L’anno della pandemia: solo la curva temporanea di una retta.
“Un piccolo cambiamento, durante quel primo lockdown, fu il grande aumento di vendita dell’enigmistica. D’altra parte, per uscire, c’erano due strade: portare fuori il cane o andare in edicola e vista la grande quantità di tempo libero, l’enigmistica è stata una bella risposta, con nuovi clienti. Un fenomeno che esiste ancora, ma siamo tornati a livelli normali pre pandemia come vendite.” – ci racconta un edicolante.
Non si sono create nuove abitudini, insomma, contrariamente ad un mercato del libro che invece è rinato in maniera insospettabile, due opposti percorsi che forse raccontano di una disaffezione degli italiani verso la carta stampata, una polarizzazione verso la televisione e i social che intrecciano linguaggi e temi portanti, mentre i grandi giornali non riescono più ad esercitare il ruolo riconosciuto di informazione, in particolare di lettura critica della realtà. O più nobilmente, di guardiani della politica. Per il resto, a quanto ci raccontano le varie persone intervistate entra in gioco anche la storia culturale del paese. “Gli italiani leggono poco, per tradizione: non siamo un popolo di lettori, forse non lo saremo mai. E Internet ha cambiato tutto anche in termini di abitudini.
“Persino io, che vivo in mezzo ai giornali, se devo leggere una notizia velocemente, apro il telefono. Si fa prima, è più immediato.” confessa un edicolante.

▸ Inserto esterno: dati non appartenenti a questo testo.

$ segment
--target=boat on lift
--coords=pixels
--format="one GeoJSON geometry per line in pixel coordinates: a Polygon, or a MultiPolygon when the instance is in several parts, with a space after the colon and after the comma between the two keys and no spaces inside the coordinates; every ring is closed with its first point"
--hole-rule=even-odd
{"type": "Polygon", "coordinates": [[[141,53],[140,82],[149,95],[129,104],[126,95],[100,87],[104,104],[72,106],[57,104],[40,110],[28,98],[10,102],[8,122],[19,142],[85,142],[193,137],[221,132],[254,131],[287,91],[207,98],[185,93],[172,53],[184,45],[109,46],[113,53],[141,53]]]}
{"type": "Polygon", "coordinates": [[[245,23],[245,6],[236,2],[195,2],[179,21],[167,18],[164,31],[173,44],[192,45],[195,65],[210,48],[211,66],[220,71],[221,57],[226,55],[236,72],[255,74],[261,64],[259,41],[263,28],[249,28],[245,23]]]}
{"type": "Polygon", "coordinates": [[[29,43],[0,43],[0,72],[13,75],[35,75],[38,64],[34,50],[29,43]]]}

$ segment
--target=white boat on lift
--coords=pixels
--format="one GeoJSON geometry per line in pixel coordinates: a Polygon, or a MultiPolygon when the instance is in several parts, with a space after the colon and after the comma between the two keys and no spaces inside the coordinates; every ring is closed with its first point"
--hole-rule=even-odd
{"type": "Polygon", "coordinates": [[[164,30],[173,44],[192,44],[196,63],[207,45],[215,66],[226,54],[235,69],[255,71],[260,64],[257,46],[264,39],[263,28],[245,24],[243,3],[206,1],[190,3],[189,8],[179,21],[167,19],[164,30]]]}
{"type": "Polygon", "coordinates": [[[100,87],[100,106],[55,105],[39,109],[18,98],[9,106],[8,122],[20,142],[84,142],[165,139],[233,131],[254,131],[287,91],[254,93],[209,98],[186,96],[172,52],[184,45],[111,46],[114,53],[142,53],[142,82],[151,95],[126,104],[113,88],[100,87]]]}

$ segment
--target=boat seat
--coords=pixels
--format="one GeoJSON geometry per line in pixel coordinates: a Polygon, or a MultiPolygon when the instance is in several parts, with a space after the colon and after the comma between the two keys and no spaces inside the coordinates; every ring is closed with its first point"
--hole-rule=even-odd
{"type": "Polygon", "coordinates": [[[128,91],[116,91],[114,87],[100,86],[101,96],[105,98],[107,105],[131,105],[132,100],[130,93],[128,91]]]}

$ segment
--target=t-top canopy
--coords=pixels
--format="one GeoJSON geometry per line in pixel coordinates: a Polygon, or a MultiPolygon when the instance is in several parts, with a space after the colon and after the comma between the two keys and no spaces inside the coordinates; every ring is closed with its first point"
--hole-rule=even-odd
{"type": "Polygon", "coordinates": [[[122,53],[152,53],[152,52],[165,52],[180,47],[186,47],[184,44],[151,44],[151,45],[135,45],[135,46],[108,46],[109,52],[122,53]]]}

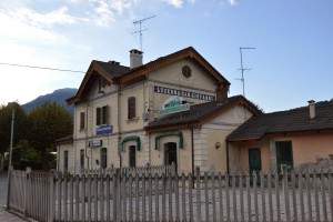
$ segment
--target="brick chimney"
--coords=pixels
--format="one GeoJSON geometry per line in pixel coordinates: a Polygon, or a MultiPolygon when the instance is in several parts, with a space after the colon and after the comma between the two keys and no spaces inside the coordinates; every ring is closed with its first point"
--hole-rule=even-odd
{"type": "Polygon", "coordinates": [[[216,103],[218,104],[223,103],[224,100],[226,100],[228,98],[228,91],[229,91],[228,87],[219,83],[215,91],[216,91],[216,103]]]}
{"type": "Polygon", "coordinates": [[[314,120],[315,119],[315,101],[310,100],[307,102],[309,102],[310,120],[314,120]]]}
{"type": "Polygon", "coordinates": [[[143,59],[143,52],[137,49],[130,51],[130,69],[141,67],[143,59]]]}

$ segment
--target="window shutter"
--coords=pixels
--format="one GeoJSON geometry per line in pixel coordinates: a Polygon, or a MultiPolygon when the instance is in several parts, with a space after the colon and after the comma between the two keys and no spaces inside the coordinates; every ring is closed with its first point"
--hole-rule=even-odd
{"type": "Polygon", "coordinates": [[[80,130],[83,130],[85,128],[84,121],[85,121],[84,112],[81,112],[80,113],[80,130]]]}
{"type": "Polygon", "coordinates": [[[102,108],[102,124],[109,124],[109,105],[102,108]]]}
{"type": "Polygon", "coordinates": [[[95,124],[100,125],[101,124],[101,108],[95,109],[95,124]]]}
{"type": "Polygon", "coordinates": [[[129,119],[133,119],[137,117],[135,113],[135,98],[130,97],[129,98],[129,119]]]}

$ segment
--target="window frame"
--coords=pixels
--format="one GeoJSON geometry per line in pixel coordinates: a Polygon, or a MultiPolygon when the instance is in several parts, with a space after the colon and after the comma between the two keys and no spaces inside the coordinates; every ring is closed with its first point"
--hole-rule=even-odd
{"type": "Polygon", "coordinates": [[[81,149],[80,150],[80,168],[81,169],[84,169],[84,155],[85,155],[85,152],[84,152],[84,149],[81,149]],[[83,151],[83,152],[82,152],[83,151]]]}
{"type": "Polygon", "coordinates": [[[69,153],[68,150],[63,151],[63,172],[67,173],[68,172],[68,160],[69,160],[69,153]]]}
{"type": "Polygon", "coordinates": [[[85,112],[80,112],[80,130],[85,129],[85,112]]]}
{"type": "Polygon", "coordinates": [[[108,125],[109,124],[109,112],[110,107],[103,105],[95,109],[95,125],[108,125]]]}
{"type": "Polygon", "coordinates": [[[101,169],[108,168],[108,149],[107,148],[100,149],[100,168],[101,169]]]}
{"type": "Polygon", "coordinates": [[[137,118],[137,98],[128,98],[128,119],[132,120],[137,118]]]}

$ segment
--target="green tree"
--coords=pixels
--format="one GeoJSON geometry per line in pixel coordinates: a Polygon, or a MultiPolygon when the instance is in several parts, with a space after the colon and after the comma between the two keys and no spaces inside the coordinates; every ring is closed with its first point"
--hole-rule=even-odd
{"type": "Polygon", "coordinates": [[[27,114],[17,102],[0,107],[0,170],[3,170],[4,153],[9,151],[12,110],[14,109],[13,148],[27,137],[27,114]]]}
{"type": "Polygon", "coordinates": [[[72,133],[71,113],[60,104],[47,102],[33,109],[28,120],[29,143],[41,153],[43,170],[54,168],[52,165],[54,161],[49,152],[56,151],[57,139],[72,133]]]}

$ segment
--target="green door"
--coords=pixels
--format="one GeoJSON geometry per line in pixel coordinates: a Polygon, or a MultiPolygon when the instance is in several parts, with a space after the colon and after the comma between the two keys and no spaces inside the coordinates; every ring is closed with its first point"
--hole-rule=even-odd
{"type": "Polygon", "coordinates": [[[249,169],[250,173],[261,171],[261,152],[259,148],[249,149],[249,169]]]}
{"type": "Polygon", "coordinates": [[[281,173],[282,164],[285,164],[287,170],[292,170],[294,167],[292,141],[275,142],[275,148],[276,148],[278,172],[281,173]]]}

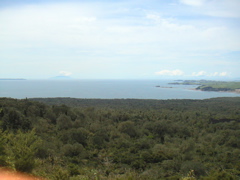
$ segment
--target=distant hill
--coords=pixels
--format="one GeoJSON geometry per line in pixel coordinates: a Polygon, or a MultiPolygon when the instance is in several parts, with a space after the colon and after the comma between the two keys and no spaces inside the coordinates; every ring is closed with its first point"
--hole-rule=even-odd
{"type": "Polygon", "coordinates": [[[72,79],[70,76],[55,76],[50,79],[72,79]]]}

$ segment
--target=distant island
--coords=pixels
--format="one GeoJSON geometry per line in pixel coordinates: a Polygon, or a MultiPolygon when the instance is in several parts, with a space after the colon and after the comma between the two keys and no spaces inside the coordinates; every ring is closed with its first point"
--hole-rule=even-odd
{"type": "Polygon", "coordinates": [[[0,80],[27,80],[23,78],[0,78],[0,80]]]}
{"type": "Polygon", "coordinates": [[[55,76],[55,77],[52,77],[50,79],[59,79],[59,80],[61,80],[61,79],[72,79],[72,78],[70,76],[55,76]]]}
{"type": "Polygon", "coordinates": [[[240,82],[238,81],[185,80],[182,82],[174,82],[169,84],[199,85],[196,90],[201,91],[224,91],[240,93],[240,82]]]}

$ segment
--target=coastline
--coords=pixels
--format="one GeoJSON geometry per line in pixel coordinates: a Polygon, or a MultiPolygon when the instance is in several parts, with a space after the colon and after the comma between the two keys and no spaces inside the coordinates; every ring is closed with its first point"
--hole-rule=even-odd
{"type": "MultiPolygon", "coordinates": [[[[189,90],[194,90],[194,91],[205,91],[205,90],[201,90],[201,89],[197,89],[197,88],[190,88],[189,90]]],[[[205,92],[227,92],[227,93],[236,93],[236,94],[240,94],[240,89],[235,89],[235,90],[232,90],[232,91],[205,91],[205,92]]]]}

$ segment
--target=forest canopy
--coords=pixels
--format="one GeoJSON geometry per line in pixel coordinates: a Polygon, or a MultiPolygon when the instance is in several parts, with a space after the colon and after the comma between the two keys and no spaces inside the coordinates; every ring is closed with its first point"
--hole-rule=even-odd
{"type": "Polygon", "coordinates": [[[46,179],[239,179],[240,98],[0,98],[0,166],[46,179]]]}

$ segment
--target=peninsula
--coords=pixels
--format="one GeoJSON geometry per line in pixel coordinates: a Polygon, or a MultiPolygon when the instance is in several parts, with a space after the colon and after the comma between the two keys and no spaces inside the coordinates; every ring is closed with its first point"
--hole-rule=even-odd
{"type": "Polygon", "coordinates": [[[199,85],[196,90],[201,91],[224,91],[240,93],[239,81],[212,81],[212,80],[185,80],[182,82],[169,83],[173,85],[199,85]]]}

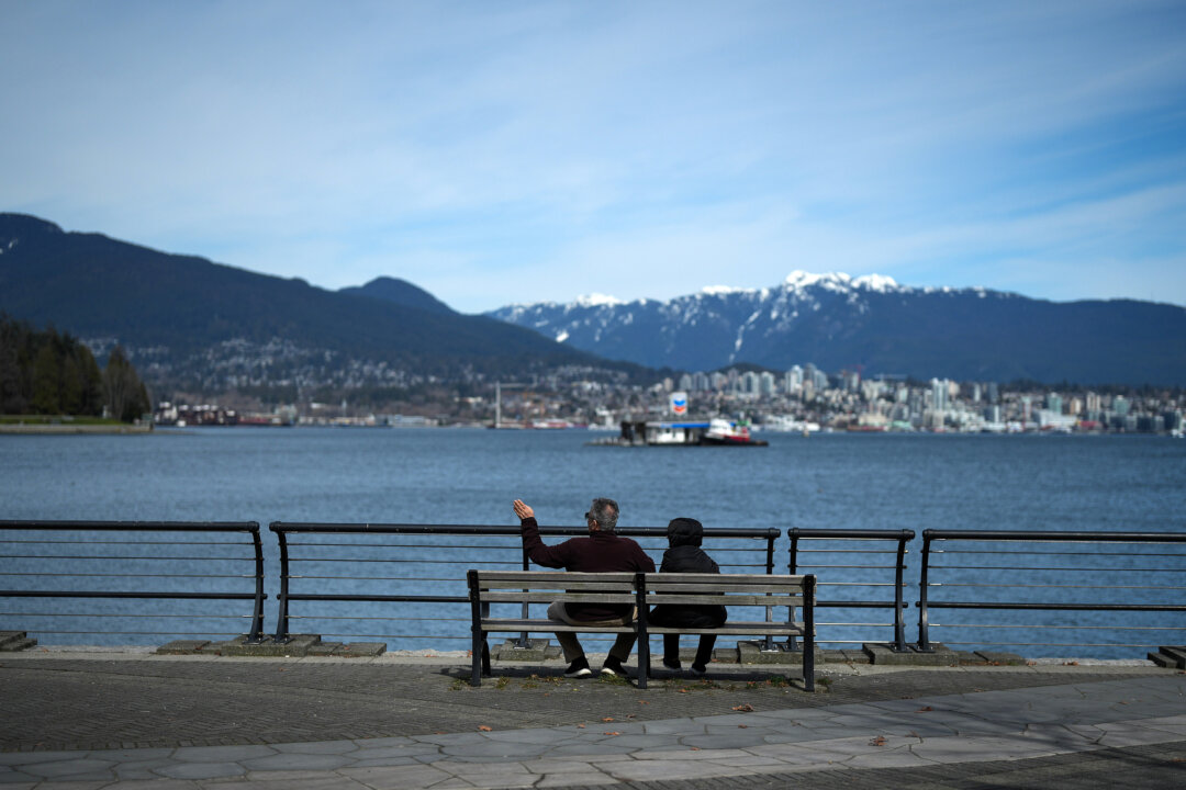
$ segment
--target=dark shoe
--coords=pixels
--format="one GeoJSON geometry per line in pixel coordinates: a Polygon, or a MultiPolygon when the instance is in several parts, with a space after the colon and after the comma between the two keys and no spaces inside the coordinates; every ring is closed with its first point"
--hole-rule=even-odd
{"type": "Polygon", "coordinates": [[[629,677],[629,675],[626,674],[626,668],[623,667],[621,662],[614,659],[613,656],[606,659],[605,663],[601,664],[601,674],[617,675],[618,677],[629,677]]]}
{"type": "Polygon", "coordinates": [[[589,669],[589,662],[585,656],[576,659],[565,670],[565,677],[588,677],[592,674],[593,670],[589,669]]]}

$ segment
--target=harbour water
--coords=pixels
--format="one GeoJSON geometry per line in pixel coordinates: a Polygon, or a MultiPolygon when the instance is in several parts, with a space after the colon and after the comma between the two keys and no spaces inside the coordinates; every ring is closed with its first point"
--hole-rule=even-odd
{"type": "MultiPolygon", "coordinates": [[[[764,433],[767,448],[587,447],[595,436],[567,430],[329,428],[5,436],[0,437],[0,519],[259,521],[264,527],[272,521],[514,526],[510,502],[523,499],[544,525],[579,526],[593,496],[612,496],[621,506],[624,526],[663,526],[687,515],[708,527],[784,532],[791,527],[905,528],[919,535],[926,528],[1186,532],[1186,442],[1165,437],[764,433]]],[[[785,572],[788,545],[785,538],[779,541],[776,571],[785,572]]],[[[662,546],[646,547],[657,561],[662,546]]],[[[907,579],[917,580],[919,547],[920,539],[911,547],[914,564],[907,579]]],[[[270,533],[264,534],[264,548],[272,591],[278,569],[270,533]]],[[[710,545],[706,548],[712,551],[710,545]]],[[[433,578],[463,576],[466,561],[482,551],[442,548],[433,578]],[[441,564],[440,558],[447,561],[441,564]]],[[[1158,559],[1165,558],[1149,561],[1158,559]]],[[[24,560],[2,561],[9,574],[28,570],[24,560]]],[[[1156,585],[1186,587],[1180,554],[1168,561],[1155,577],[1156,585]]],[[[834,573],[860,578],[862,571],[834,573]]],[[[993,571],[976,576],[990,582],[993,571]]],[[[9,576],[2,586],[19,583],[20,577],[9,576]]],[[[458,592],[449,583],[439,584],[448,587],[445,595],[458,592]]],[[[1182,598],[1180,592],[1177,597],[1182,598]]],[[[907,591],[907,599],[917,599],[917,587],[907,591]]],[[[0,628],[8,627],[5,621],[17,622],[14,612],[32,611],[11,600],[0,604],[5,615],[0,628]]],[[[38,604],[42,610],[53,605],[58,604],[38,604]]],[[[334,612],[340,615],[342,609],[334,612]]],[[[422,632],[447,637],[440,647],[465,647],[464,612],[454,608],[417,617],[428,623],[422,632]]],[[[1009,627],[1020,627],[1022,619],[1009,612],[994,617],[1009,627]]],[[[913,610],[907,614],[911,618],[917,618],[913,610]]],[[[267,627],[274,625],[274,603],[267,619],[267,627]]],[[[1186,627],[1165,617],[1159,623],[1186,627]]],[[[39,623],[27,618],[18,624],[36,631],[39,623]]],[[[332,625],[310,623],[294,630],[323,632],[332,625]]],[[[350,632],[375,636],[375,629],[371,624],[350,632]]],[[[859,629],[830,631],[837,640],[860,638],[859,629]]],[[[176,632],[190,631],[178,623],[176,632]]],[[[951,635],[959,632],[940,631],[932,638],[951,635]]],[[[97,638],[102,637],[63,634],[43,641],[97,638]]],[[[106,638],[161,641],[155,635],[106,638]]],[[[993,631],[991,638],[1026,643],[1031,637],[1006,629],[993,631]]],[[[1141,638],[1181,643],[1186,628],[1141,638]]],[[[385,641],[393,648],[413,647],[402,637],[385,641]]],[[[1109,657],[1108,650],[1095,653],[1109,657]]]]}

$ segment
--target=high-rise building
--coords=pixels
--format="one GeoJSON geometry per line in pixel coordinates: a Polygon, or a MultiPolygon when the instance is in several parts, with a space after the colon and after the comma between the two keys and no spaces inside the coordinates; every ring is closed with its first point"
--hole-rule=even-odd
{"type": "Polygon", "coordinates": [[[931,409],[940,415],[948,410],[948,380],[931,379],[931,409]]]}
{"type": "Polygon", "coordinates": [[[803,368],[798,365],[792,365],[791,370],[786,371],[786,375],[783,377],[783,387],[786,394],[797,394],[803,391],[803,368]]]}

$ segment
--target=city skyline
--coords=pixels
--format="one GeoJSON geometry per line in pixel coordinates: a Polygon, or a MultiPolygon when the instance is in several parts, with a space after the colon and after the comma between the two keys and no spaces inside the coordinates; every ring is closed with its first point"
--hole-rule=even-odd
{"type": "Polygon", "coordinates": [[[0,2],[0,211],[453,308],[1186,304],[1174,2],[0,2]]]}

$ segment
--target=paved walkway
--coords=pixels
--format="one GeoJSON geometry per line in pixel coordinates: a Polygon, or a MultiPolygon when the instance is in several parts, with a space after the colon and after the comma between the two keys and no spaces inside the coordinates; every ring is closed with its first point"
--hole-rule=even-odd
{"type": "Polygon", "coordinates": [[[1181,786],[1186,673],[712,667],[639,691],[464,659],[0,657],[0,789],[1181,786]],[[809,777],[801,776],[809,773],[809,777]]]}

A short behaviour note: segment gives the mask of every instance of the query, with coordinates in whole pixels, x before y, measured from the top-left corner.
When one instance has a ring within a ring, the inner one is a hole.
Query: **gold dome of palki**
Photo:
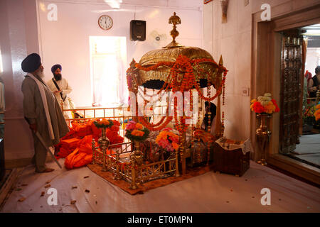
[[[174,13],[169,20],[169,23],[174,24],[174,29],[171,31],[173,40],[166,47],[161,49],[154,50],[146,52],[142,56],[139,65],[143,67],[154,66],[159,62],[176,62],[179,56],[184,56],[189,60],[202,60],[197,64],[192,65],[193,72],[196,79],[200,83],[201,87],[208,87],[208,80],[211,84],[215,84],[218,88],[221,84],[221,80],[224,72],[222,58],[219,64],[216,63],[211,55],[206,50],[196,48],[183,46],[176,42],[176,37],[178,35],[176,31],[176,25],[181,23],[180,18]],[[169,77],[171,77],[171,67],[161,65],[153,70],[137,70],[136,81],[138,86],[144,86],[146,88],[159,89],[162,87],[164,82],[169,80]],[[181,70],[181,73],[185,72]],[[182,78],[183,75],[180,77]],[[182,79],[181,79],[182,80]]]

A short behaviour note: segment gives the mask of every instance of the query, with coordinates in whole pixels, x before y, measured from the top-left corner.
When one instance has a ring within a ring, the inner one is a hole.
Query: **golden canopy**
[[[169,18],[169,23],[174,24],[174,29],[171,32],[173,41],[161,49],[146,52],[141,58],[139,65],[144,67],[149,67],[161,62],[175,62],[180,55],[186,56],[190,60],[203,59],[203,60],[196,66],[193,65],[193,74],[197,81],[199,82],[200,87],[207,87],[207,78],[209,77],[211,84],[214,84],[216,88],[218,87],[223,74],[222,58],[220,58],[219,64],[217,64],[214,62],[211,55],[206,50],[196,47],[182,46],[176,43],[175,39],[178,35],[178,32],[176,30],[176,25],[181,23],[181,20],[176,13]],[[168,77],[171,76],[170,70],[171,67],[165,65],[154,70],[137,70],[136,72],[137,85],[159,89],[162,87],[164,82],[167,80]]]

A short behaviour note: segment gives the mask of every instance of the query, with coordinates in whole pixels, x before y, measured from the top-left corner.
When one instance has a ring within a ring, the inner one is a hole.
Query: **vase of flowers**
[[[98,140],[98,144],[99,147],[100,148],[101,150],[103,153],[103,164],[102,164],[102,171],[107,171],[106,165],[105,165],[105,161],[106,161],[106,152],[107,148],[108,148],[109,145],[110,144],[110,141],[107,138],[107,136],[105,136],[105,130],[107,128],[111,128],[113,126],[113,121],[112,120],[108,119],[103,119],[100,121],[95,121],[93,122],[95,126],[98,128],[101,128],[101,137]]]
[[[126,126],[124,135],[134,143],[134,150],[130,155],[132,167],[132,182],[130,189],[136,189],[138,187],[136,183],[136,165],[141,165],[143,162],[144,154],[139,149],[139,143],[146,140],[149,136],[149,131],[140,123],[131,121]]]
[[[179,149],[179,136],[173,133],[172,129],[166,128],[156,136],[156,143],[158,144],[162,150],[162,160],[167,160],[173,155],[178,156],[178,150]],[[166,169],[169,170],[169,163],[166,162]]]
[[[265,93],[264,96],[252,99],[250,109],[256,113],[257,118],[260,119],[260,126],[255,131],[262,154],[257,163],[266,165],[265,150],[271,135],[271,131],[268,129],[268,120],[272,117],[273,113],[279,112],[279,109],[277,101],[271,98],[270,93]]]

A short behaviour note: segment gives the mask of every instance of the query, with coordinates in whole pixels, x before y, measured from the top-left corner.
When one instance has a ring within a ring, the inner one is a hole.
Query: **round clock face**
[[[107,15],[102,15],[98,20],[99,26],[104,30],[109,30],[113,26],[112,18]]]

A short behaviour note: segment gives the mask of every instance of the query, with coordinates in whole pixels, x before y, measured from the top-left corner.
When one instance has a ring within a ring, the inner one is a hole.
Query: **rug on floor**
[[[112,172],[110,171],[107,172],[102,172],[102,167],[100,165],[98,165],[97,164],[90,164],[87,165],[87,167],[97,174],[97,175],[100,176],[103,179],[105,179],[110,183],[119,187],[120,189],[124,190],[124,192],[132,194],[143,194],[144,192],[153,189],[157,187],[166,186],[176,182],[179,182],[186,179],[191,178],[193,177],[199,176],[201,175],[203,175],[208,172],[210,171],[210,167],[208,166],[203,166],[203,167],[194,167],[192,169],[186,170],[186,174],[183,175],[181,175],[178,177],[169,177],[164,179],[159,179],[152,180],[146,183],[144,183],[143,185],[139,186],[139,188],[137,189],[129,189],[130,186],[130,183],[128,182],[126,182],[124,179],[120,180],[115,180],[114,179],[114,175]]]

Forse, ci viene da pensare è tempo di pensare ad un giorno delle edicole: come il Record Store Day, dove ci celebrano i negozi di dischi, altra piccola istituzione che resiste al passare del tempo trovando insperati fenomeni come il ritorno del vinile, forse un giorno all’anno dove riabituarci a leggere un quotidiano, un settimanale o una qualunque fonte di approfondimento ci potrebbe fare bene.
Perchè ci imporrebbe qualcosa che raramente ci concediamo: il dedicare tempo esclusivo alla sola, lenta, obsoleta attività di informarsi e capire qualcosa di più del mondo.